Identifying Compromised User Accounts with Logistic Regression

INTRODUCTION

As a Data Analyst on Comcast’s Messaging Engineering team, it is my responsibility to report on the platform statuses, identify irregularities, measure impact of changes, and identify policies to ensure that our system is used as it was intended. Part of the last responsibility is the identification and remediation of compromised user accounts.

The challenge the company faces is being able to detect account compromises faster and remediate them closer to the moment of detection. This post will focus on the methodology and process for modeling the criteria to best detect compromised user accounts in near real-time from outbound email activity.

For obvious reasons, I am only going to speak to the methodologies used; I’ll be vague when it comes to the actual criteria we used.

DATA COLLECTION AND CLEANING

Without getting into the finer details of email delivery, there are about 43 terminating actions an email can take when it was sent out of our platform. A message can be dropped for a number of reasons. These are things like the IP or user being on any number block lists, triggering our spam filters, and other abusive behaviors. The other side of that is that the message will be delivered to its intended recipient.

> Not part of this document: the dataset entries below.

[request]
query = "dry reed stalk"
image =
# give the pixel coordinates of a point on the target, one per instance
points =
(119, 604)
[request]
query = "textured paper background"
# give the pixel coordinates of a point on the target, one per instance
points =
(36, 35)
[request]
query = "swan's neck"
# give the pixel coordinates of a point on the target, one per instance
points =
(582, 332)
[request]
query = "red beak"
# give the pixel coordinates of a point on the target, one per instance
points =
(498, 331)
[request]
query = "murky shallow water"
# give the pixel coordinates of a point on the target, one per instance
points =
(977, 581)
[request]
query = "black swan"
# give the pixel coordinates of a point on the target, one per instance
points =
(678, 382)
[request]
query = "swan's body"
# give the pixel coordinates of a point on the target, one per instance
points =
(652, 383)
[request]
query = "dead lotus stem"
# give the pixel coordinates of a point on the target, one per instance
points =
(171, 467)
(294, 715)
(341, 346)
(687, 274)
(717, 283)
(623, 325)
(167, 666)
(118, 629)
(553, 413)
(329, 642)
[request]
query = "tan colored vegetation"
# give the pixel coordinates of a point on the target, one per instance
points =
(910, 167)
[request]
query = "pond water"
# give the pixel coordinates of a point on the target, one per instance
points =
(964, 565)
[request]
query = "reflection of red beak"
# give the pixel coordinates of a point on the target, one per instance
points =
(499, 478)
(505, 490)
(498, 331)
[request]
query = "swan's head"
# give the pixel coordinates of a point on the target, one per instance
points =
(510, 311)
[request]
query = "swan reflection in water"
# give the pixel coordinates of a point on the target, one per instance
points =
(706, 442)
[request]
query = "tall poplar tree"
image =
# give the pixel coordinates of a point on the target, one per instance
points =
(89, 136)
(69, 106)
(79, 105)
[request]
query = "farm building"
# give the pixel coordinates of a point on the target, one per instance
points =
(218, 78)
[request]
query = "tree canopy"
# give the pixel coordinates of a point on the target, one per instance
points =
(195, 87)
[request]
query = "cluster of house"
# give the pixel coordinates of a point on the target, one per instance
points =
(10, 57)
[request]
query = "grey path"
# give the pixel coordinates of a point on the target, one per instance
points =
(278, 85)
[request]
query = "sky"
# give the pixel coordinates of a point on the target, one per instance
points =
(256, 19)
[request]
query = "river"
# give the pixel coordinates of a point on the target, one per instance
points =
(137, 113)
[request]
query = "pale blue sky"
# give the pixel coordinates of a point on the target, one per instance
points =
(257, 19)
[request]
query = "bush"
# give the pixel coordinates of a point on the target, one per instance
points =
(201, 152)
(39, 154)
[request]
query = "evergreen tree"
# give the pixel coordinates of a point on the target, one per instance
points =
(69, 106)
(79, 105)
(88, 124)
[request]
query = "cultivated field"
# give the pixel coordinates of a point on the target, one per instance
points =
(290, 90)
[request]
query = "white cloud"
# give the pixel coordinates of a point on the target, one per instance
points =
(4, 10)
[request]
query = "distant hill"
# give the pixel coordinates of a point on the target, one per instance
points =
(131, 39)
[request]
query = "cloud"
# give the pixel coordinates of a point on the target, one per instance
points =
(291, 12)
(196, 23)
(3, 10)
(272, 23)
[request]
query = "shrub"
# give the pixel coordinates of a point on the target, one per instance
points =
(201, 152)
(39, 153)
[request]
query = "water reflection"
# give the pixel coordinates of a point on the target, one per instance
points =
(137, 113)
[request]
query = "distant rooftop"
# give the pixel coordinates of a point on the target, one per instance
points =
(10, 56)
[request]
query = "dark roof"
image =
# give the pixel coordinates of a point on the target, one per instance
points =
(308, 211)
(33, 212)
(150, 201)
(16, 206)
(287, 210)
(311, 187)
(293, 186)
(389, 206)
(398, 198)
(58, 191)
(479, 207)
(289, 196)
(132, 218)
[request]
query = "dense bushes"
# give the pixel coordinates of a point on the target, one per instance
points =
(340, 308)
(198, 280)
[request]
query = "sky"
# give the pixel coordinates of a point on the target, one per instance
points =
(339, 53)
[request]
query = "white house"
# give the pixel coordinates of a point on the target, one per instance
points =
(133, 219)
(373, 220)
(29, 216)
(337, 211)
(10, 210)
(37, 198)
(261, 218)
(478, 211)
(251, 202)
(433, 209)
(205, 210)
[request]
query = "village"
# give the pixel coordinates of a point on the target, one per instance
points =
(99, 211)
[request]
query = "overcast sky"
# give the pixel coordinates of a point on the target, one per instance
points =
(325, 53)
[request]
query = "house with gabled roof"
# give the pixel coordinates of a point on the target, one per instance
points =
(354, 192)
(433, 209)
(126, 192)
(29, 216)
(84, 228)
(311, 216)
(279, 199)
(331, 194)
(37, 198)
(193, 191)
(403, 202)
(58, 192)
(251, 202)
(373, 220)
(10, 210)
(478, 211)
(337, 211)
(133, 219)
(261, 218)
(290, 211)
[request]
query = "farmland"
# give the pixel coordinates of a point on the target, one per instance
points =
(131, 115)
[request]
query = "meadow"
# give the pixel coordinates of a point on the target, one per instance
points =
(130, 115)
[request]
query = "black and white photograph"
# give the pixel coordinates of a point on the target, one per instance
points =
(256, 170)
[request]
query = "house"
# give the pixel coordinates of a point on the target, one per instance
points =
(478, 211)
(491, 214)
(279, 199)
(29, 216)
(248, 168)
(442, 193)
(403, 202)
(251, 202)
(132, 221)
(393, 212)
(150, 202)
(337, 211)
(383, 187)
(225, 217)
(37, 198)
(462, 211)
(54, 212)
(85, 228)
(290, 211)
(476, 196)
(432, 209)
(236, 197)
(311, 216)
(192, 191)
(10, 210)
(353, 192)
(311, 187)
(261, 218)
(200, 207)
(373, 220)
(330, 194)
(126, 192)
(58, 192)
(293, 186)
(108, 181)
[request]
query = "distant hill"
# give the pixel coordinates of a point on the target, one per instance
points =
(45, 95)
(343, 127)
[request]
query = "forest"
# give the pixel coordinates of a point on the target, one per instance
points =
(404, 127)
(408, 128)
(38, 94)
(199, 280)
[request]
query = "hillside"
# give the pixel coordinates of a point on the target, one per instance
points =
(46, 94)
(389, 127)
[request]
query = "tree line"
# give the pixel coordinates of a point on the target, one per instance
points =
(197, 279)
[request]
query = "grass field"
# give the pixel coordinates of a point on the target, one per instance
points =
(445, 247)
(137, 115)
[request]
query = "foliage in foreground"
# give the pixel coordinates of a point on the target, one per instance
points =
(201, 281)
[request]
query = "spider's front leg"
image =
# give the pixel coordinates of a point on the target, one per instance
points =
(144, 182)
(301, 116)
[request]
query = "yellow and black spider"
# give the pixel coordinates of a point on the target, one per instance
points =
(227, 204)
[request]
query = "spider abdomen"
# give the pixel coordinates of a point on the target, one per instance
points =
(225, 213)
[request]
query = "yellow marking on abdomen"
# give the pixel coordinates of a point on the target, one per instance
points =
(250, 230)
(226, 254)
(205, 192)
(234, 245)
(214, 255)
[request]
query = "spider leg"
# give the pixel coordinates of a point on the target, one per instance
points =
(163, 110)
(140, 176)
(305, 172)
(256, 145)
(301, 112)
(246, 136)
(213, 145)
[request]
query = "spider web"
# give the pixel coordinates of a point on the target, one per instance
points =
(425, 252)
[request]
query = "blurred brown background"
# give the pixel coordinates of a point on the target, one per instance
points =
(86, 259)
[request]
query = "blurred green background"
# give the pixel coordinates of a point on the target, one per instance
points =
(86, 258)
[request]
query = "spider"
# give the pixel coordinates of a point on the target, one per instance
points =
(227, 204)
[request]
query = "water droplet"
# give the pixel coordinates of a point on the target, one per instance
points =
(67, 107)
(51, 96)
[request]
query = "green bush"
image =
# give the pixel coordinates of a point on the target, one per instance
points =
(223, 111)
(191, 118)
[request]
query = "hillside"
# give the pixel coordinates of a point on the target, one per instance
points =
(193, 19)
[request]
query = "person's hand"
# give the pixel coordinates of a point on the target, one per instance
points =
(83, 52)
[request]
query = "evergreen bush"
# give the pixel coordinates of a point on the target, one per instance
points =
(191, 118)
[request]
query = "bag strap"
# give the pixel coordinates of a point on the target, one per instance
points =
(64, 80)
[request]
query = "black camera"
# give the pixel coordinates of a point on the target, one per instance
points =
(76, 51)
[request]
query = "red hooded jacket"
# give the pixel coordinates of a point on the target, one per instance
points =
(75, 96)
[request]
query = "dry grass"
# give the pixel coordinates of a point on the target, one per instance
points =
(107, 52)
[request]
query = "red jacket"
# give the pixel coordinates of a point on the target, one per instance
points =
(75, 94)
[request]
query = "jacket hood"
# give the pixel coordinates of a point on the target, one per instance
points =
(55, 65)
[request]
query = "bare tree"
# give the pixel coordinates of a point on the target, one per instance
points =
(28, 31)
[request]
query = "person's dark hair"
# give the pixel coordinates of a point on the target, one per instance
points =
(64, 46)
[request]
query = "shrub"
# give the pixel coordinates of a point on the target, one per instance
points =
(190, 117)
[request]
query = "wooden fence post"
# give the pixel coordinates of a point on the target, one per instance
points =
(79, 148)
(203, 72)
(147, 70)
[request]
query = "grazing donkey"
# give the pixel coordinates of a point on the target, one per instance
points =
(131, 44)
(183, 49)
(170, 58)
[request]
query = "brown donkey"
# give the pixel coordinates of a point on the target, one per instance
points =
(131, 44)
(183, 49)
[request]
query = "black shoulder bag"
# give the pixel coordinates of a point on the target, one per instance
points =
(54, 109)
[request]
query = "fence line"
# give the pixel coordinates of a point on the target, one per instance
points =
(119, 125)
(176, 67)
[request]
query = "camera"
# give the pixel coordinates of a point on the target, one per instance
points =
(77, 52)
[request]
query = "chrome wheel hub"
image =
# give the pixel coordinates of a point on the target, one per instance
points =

That said, I was able to create a usage profile for all of our outbound senders in small chunks of time in Splunk (our machine log collection tool of choice). This profile gives a summary per user of how often the messages they sent hit each of the terminating actions described above.

In order to train my data, I matched this usage data to our current compromised detection lists. I created a script in python that added an additional column in the data. If an account was flagged as compromised with our current criteria, it was given a one; if not, a zero.

With the data collected, I am ready to determine the important inputs.

DETERMINING INPUTS FOR THE MODEL

In order to determine the important variables in the data, I created a Binary Regression Tree in R using the rpart library. The Binary Regression Tree iterates over the data and “splits” it in order to group the data to get compromised accounts together and non-compromised accounts together. It is also a nice way to visualize the data.

You can see in the picture below what this looks like.

regression_tree_for_class

Because the data is so large, I limited the data to one day chunks. I then ran this regression tree against each day separately. From that, I was able to determine that there are 6 important variables (4 of which showed up in every regression tree I created; the other 2 showed up in a majority of trees). You can determine the “important” variables by looking in the summary for the number of splits per variable.

BUILDING THE MODEL

Now that I have the important variables, I created a python script to build the Logistic Regression Model from them. Using the statsmodels package, I was able to build the model. All of my input variables were highly significant.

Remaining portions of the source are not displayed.